Johann Sebastian Bach
Das neugeborne Kindelein (BWV 122)
Een koraalcantate
Geschreven voor Zondag na Kerst
Voor het eerst uitgevoerd: 31 dec 1724
Libretto: Andreas Stübel (?)
Solisten SATB koor SATB orkest str fl1-3 ob1-3 cont
Totaal 6 delen, 1 koorwerk, 1 koraal
Vertaling: Ria van Hengel
Deze cantate werd de afgelopen jaren zelden uitgevoerd
beluister
- Harnoncourt
- Rilling
- Koopman
- Herreweghe
- La Petite Bande
- Leusink
- Gardiner
- Julian Wachner
- Suzuki
- Bach-Stiftung
- idem Workshop
andere besprekingen
Bespreking
In zijn tweede seizoen als Thomascantor in Leipzig (medio 1724/ ‘25) baseerde Bach al zijn wekelijkse cantatecomposities op bestaande kerkliederen (koralen) uit de kerkelijke gezangenbundels: ‘koraalcantates'. Omdat de zondag tussen Kerstmis en Nieuwjaar in 1724 op 31 december, Oudjaarsdag, viel, koos hij als uitgangspunt voor BWV 122 het koraal Das neugeborne Kindelein waarin, naar middeleeuwse traditie, de geboorte van Christus nog als het begin van het nieuwe jaar werd beschouwd. Het lied werd in het jaar van zijn overlijden gecomponeerd door Cyriakus Schneegaß (1546-1597), predikant te Friedrichsroda (Thüringen) en gehuwd met een achternicht van Luther.
Het zeer beknopte koraal telt slechts vier coupletten van vier regels. Zoals gebruikelijk in zijn koraalcantates handhaaft Bachs librettist de tekst van het eerste en laatste couplet voor een openingskoor (1) en een slotkoraal (6). De letterlijke tekst van couplet 3 lardeert hij met vrij gedichte toelichtingen in terzet (4); het resterende couplet 2 bewerkt hij voor de delen (2) en (3). De koraalmelodie van Melchior Vulpius (1609) klinkt derhalve in de delen (1), (4) en (6), en bovendien, zonder woorden, in recitatief (3). Voor deel (5) en de overige vrij gedichte regels zoekt de librettist geen specifieke relatie met de voorgeschreven evangelielezing voor Oudjaarsdag. Zijn vrije teksten en Bachs keuze voor mineur toonsoorten in bijna alle delen getuigen van beider behoefte, temidden van alle feestelijkheden, aan een wat fundamentelere bezinning op de betekenis van het kindje in de kribbe.

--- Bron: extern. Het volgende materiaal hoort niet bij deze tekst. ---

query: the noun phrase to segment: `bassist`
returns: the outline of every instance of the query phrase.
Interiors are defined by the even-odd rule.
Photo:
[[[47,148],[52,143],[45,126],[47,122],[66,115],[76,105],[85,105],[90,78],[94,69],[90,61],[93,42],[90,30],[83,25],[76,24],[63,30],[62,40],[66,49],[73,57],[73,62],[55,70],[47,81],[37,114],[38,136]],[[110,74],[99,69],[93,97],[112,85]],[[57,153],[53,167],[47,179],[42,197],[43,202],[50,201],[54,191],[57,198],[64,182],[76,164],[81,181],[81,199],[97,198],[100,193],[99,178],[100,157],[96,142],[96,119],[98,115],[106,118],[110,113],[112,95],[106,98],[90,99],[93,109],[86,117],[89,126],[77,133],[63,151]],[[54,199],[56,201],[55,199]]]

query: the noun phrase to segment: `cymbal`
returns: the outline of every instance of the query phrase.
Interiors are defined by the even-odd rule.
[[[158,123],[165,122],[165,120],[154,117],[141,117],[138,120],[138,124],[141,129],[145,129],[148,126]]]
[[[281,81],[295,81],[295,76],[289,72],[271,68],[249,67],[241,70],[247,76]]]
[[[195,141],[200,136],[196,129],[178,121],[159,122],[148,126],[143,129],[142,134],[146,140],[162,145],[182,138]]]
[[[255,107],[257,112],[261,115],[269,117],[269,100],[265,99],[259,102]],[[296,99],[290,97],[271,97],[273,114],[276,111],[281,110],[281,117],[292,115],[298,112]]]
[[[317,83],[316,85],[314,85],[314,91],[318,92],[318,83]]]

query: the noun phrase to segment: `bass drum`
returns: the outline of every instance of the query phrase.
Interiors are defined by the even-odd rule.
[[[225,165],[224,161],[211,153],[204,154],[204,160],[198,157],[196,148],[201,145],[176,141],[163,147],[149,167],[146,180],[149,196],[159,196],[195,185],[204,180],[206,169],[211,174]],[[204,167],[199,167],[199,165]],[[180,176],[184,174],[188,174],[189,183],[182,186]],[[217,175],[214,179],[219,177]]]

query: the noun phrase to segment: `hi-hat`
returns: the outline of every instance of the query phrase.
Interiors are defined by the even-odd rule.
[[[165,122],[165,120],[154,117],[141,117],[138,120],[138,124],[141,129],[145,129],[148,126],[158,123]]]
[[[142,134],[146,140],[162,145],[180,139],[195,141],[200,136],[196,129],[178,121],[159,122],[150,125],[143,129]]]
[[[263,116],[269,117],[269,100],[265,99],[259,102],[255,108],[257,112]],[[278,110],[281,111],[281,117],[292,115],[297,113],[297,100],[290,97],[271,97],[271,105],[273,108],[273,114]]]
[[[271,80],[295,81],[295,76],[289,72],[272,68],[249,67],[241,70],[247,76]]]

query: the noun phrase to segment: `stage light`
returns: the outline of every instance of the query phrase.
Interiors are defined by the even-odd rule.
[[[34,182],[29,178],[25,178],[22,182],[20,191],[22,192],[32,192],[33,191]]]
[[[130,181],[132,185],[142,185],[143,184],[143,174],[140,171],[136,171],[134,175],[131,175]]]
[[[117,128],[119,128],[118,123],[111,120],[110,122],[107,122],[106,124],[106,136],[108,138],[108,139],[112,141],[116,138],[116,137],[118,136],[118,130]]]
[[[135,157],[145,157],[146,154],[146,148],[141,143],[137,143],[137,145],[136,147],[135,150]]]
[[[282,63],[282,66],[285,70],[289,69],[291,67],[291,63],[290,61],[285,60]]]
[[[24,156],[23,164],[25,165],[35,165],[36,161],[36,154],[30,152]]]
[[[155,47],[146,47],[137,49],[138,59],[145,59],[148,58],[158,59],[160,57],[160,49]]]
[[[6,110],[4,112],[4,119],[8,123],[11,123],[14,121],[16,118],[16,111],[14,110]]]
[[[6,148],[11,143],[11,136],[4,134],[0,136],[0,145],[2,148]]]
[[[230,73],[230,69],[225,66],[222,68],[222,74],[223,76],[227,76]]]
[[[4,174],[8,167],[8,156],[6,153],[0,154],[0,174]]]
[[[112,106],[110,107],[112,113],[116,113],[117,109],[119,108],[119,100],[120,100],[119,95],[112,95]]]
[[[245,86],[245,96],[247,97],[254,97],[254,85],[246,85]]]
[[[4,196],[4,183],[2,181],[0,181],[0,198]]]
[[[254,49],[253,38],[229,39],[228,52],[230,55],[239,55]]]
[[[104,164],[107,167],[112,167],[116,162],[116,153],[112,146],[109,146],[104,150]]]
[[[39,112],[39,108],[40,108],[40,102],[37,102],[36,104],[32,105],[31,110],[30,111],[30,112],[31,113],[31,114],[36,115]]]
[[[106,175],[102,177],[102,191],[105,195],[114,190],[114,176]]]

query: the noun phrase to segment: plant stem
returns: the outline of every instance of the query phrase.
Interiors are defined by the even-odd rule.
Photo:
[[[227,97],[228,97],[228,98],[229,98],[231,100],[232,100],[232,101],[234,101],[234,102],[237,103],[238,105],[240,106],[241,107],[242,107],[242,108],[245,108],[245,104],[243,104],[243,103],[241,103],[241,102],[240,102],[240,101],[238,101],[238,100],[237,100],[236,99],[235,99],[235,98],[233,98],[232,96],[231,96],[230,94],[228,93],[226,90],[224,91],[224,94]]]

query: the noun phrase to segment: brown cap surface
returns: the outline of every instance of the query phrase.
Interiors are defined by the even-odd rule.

Het instrumentale ensemble omvat behalve strijkers en continuo drie hobo's, waarvan één taille, de tutti-althobo. In (3) spelen bovendien drie blokfluiten; omdat die niet optreden in de tuttidelen (1) en (6) werden ze waarschijnlijk bespeeld door de hoboïsten.
1. Koor
SATB, strijkers, hobo 1–3, continuo
Das neugeborne Kindelein, | Het nieuwgeboren kindeke, |
das herzeliebe Jesulein | de lieve kleine Jezus |
bringt abermal ein neues Jahr | brengt wederom een nieuw jaar |
der auserwählten Christenschar. | aan de uitverkoren christenschare. |
Het openingskoor (1) is, zoals in de koraalcantates gebruikelijk, een koraalfantasie waarin tekst en melodie van het eerste koraalvers in lange noten door de sopraan wordt voorgedragen. Maar afgezien van tekst en melodie onderscheidt dit koor zich toch weer met specifieke vormen en structuren van alle andere koraalfantasieën.
Het inleidende instrumentale ritornel introduceert motieven die geen verband houden met de koraalmelodie en waarop de instrumentalisten zullen blijven variëren tijdens de vier vocale passages en de verbindende tussenspelen. Het wiegende 3/8-ritme en de klank van de drie hobo's, die unisono gaan met de hoge strijkers, herinneren aan de pastorale sfeer van de herdersnacht te Bethlehem. Opmerkelijk zijn de door Bach zorgvuldig genoteerde echoeffecten (forte / piano). In de zelfstandige orkestbegeleiding zijn vier vocale passages ingebed, voor de vier koraalregels. Tijdens de eerste wordt het ritornel eenvoudig in zijn geheel herhaald ('koorinbouw'), bij de volgende komen daarin steeds meer veranderingen.
De vier vocale passages vormen tesamen een koraalmotet, waarin volgens oude traditie de drie begeleidende stemmen (alt, tenor, bas) elkaar fugatisch volgen (ATB/BAT/ATB/BTA) met imitaties van de betreffende koraalregel. In dit geval gaan de imitaties niet aan de sopraaninzet vooraf maar volgen zij daar op, telkens één maat later en met verkorte notenwaarden: achtsten ipv 3/8. En steeds herhalen zij hun tekst ten slotte een keer homofoon. Gaandeweg verwijderen de vocale begeleidingsstemmen zich steeds verder van de cantus-firmusmelodie, terwijl ook de instrumentalisten hun aanvankelijke thema's geleidelijk prijsgeven: de vocale en de instrumentale begeleiding versmelten ten slotte. (Een zelfde van twee kanten naar elkaar toe groeiende muziek treffen we aan in (4).)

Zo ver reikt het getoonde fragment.